L'architecture y gagna ses lettres de Noblesse, sous l'impulsion des Beaux-Arts. Le concept de civilisation a retrouvé du sens avec les Lumières (18ème siècle) qui ont préparé la Révolution. La résurgence de ce concept aujourd'hui sonne un peu comme une « Recherche du temps perdu » qu'Alain Finkielkraut a voulu nous faire partager en prenant soin de prendre avec lui un volume complet de la « Recherche » de Marcel Proust qui repose, selon le philosophe, sur « l'idée des plaisirs difficiles ». C'est quoi les plaisirs difficiles ? C'est la Culture.

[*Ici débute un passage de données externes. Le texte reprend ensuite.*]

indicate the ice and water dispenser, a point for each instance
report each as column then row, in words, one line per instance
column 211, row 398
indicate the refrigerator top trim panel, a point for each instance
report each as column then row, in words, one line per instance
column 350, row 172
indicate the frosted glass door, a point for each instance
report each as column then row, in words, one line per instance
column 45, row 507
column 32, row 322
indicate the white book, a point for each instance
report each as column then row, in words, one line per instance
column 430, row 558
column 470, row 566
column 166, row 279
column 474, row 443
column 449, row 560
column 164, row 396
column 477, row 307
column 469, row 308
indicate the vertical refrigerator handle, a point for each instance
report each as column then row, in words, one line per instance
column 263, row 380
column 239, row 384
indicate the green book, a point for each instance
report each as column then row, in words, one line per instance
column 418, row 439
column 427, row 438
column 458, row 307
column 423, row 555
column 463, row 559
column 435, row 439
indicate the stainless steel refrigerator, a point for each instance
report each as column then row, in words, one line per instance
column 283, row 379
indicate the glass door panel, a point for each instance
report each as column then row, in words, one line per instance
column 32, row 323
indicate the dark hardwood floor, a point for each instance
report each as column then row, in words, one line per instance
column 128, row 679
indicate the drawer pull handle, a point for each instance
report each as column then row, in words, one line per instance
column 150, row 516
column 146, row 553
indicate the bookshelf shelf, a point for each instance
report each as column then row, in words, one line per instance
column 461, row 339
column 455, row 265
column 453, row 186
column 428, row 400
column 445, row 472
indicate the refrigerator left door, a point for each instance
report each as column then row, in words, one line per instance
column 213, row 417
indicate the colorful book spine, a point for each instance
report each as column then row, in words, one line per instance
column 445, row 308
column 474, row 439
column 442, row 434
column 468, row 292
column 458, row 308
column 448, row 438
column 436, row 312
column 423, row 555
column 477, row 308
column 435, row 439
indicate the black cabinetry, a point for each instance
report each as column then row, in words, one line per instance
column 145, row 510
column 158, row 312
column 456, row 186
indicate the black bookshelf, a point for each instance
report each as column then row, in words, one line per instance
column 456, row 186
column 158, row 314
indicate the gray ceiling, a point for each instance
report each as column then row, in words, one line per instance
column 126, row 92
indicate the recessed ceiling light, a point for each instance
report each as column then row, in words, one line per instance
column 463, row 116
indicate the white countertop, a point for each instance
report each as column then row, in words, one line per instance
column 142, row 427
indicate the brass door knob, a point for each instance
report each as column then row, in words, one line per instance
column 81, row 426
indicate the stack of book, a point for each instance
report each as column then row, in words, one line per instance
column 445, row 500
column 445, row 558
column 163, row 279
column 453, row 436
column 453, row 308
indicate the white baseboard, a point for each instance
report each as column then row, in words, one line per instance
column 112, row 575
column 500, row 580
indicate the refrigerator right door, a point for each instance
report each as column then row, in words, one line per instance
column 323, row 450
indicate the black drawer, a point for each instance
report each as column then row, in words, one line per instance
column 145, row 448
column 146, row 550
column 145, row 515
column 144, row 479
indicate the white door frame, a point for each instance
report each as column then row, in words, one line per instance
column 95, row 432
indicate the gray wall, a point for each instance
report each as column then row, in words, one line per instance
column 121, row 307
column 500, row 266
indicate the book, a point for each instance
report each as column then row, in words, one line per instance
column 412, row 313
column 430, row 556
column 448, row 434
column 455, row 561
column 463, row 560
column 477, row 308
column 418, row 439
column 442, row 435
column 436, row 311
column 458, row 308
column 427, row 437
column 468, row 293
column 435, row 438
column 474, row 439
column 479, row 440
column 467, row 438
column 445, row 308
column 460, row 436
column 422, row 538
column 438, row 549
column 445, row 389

C'est l'effort et le plaisir d'apprendre et de se cultiver. C'est ce qui, au bout du compte, nous rend véritablement libre.
Par opposition, « la déculturation fait disparaître les plaisirs difficiles ». On veut jouir de tout ici et maintenant. On l'aura compris, il y a une forme d'aliénation qui accompagne la déculturation. Ce qui fait dire à Alain Finkielkraut que la « société post-culturelle » dans laquelle nous nous trouvons a pour modèle Eurodisney. C'est le modèle de « l'enfant gâté ». L'exemple donné pour illustration est le propos de Jean-François Kahn qui, pour diagnostiquer la cause de la crise des journaux, a émis l'idée qu'il fallait faire des phrases courtes pour s'adapter au lecteur actuel qui n'a plus le temps de lire. On peut en deviner aisément la cause : la suprématie des jeux informatiques. Pour Alain Finkielkraut, cette culture de la facilité est mal venue en ces temps où on constate globalement que le niveau scolaire ne monte pas avec cette contradiction d'un pays où on compte 80 % d'une tranche d'âge reçus au baccalauréat et une langue qui n'est pas comprise au point qu'il y ait besoin - pour secourir les journaux - de phrases courtes sans aucune référence culturelle. Si on cautionne ce plaisir facile et immédiat, alors, on a un problème. La civilisation doit être apprise, transmise et comprise. Une autre version du philosophe qui avait dit sur une autre antenne « qu'on ne devient pas soi-même par soi-même ». Si on est d'accord avec cette vision de la culture, on devrait remettre au centre de la société, non pas le Politique, mais la Pensée.